Ask HN: Managers of HN, how do you track IC progress
Hi Engineering Managers of HN!
I'm looking for tooling—systems, methodologies and software—you use to successfully manage your engineering team.
Strategies I've found helpful:
- One shared google doc per engineer - Regular, short check-ins (can be async) to track progress against team and personal goals - Nudge on opportunities for growth (budget spend, domain ownership, etc)
The wider company is encouraged to use a shared tool (https://www.small-improvements.com), so I'll need to migrate to that but I'm interested in what other tools you've found successful! Regular 1:1s
Looking at the PRs
Talking to them daily Exactly this - there is no technical solution to a people problem and as a manager keeping people on track and knowing when to help get it back on track is a people problem. When I worked in office, I got into the habit of just eating lunch with my team - always thought it was weird that the seniors (actually leads anywhere else) went to lunch together separately from the devs and the juniors, often we'd go a week without discussing work and I'd never bring it up (lunch time is lunch time and been off the clock is good for a reset) but more than once something that would potentially balloon into a major problem got headed off because someone mentioned it over lunch. Generally speaking just be someone who is comfortable hearing "bad news" on progress - that is make it "OK, how do we solve this together" problem not a recrimination problem because you want people to be able to tell you when things have gone sideways when they know and not when it's so sideways they can't avoid telling you :). great insight on the lunch (harder for remote team, but there are other opportunities!) > make it "OK, how do we solve this together" excellent framing! a big fan of "pair coding" or "synchronous code reviews" when we catch this signal thanks for sharing!

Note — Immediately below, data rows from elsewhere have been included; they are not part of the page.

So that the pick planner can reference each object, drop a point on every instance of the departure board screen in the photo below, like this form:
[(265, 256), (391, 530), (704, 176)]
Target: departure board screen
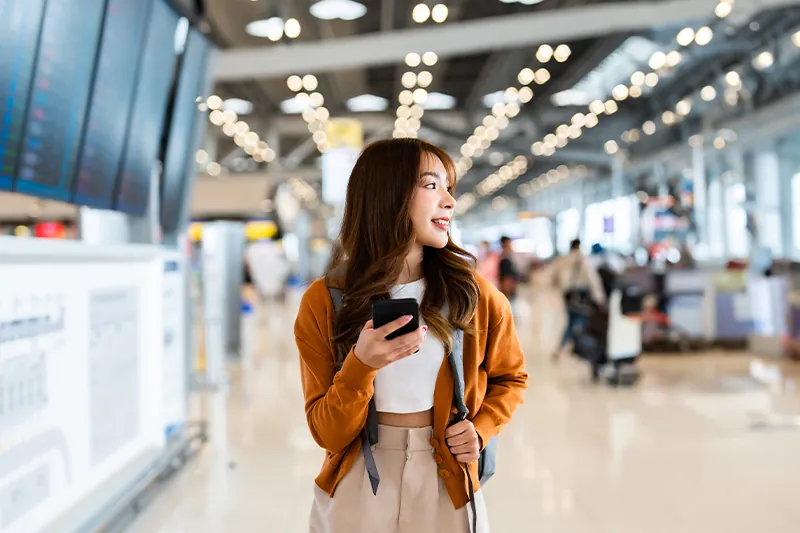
[(20, 22), (59, 97), (112, 96), (149, 108), (186, 130)]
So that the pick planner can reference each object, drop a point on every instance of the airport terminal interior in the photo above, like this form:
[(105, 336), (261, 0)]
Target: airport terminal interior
[(174, 175)]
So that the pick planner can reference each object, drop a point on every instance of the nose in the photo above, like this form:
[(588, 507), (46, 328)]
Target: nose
[(448, 201)]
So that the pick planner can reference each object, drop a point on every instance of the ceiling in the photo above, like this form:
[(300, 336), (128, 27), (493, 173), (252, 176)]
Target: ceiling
[(606, 49)]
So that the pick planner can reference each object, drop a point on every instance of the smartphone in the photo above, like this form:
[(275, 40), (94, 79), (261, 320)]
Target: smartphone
[(385, 311)]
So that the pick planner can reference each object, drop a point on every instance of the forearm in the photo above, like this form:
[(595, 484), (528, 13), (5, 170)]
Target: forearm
[(336, 416)]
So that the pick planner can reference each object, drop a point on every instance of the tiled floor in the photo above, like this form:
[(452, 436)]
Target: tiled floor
[(676, 454)]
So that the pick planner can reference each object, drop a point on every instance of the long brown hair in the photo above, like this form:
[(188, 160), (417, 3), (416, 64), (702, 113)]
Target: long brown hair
[(376, 235)]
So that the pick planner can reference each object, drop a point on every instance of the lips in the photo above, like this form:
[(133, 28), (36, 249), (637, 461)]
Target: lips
[(441, 223)]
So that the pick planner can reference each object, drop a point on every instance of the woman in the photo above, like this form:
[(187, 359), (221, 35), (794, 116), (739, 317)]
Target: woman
[(395, 242)]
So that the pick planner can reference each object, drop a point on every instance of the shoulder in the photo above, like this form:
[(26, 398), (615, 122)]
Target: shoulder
[(316, 303), (490, 300)]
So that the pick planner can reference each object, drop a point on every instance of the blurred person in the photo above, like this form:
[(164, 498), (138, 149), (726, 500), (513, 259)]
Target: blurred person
[(581, 287), (508, 277), (395, 243), (488, 262)]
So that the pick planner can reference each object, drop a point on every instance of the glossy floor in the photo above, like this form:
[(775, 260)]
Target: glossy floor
[(699, 446)]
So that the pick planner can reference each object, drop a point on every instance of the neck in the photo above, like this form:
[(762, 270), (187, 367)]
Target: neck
[(412, 266)]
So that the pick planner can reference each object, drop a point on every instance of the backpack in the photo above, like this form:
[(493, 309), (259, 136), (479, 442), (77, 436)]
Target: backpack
[(369, 435)]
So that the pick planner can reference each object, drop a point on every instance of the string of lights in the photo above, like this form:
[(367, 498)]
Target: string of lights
[(315, 114)]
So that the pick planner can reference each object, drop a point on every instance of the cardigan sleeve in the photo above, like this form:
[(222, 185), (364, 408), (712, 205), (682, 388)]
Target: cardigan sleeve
[(505, 367), (336, 403)]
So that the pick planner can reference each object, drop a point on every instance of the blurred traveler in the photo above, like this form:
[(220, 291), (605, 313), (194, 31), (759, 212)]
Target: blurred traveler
[(508, 277), (398, 459), (488, 262), (582, 289)]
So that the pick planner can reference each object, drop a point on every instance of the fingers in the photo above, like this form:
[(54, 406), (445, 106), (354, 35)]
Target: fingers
[(393, 326), (458, 428)]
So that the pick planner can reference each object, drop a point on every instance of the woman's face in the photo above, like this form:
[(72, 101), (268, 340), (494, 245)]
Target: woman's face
[(432, 206)]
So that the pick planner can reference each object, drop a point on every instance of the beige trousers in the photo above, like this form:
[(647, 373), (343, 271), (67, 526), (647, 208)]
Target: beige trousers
[(411, 498)]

When I was teenager (more years than I want to count) my mum went to Uni to do social science since I was a computer geek and she very much wasn't (and isn't) she used to write her essays longhand and I'd type them up for her/proof read them and I'd read her books if they seemed interesting - so much of what came up in those books was applicable to been an effective manager later - Framing as a concept goes back the 70's (it's older than me :D) It was a cheat sheet to life in many ways.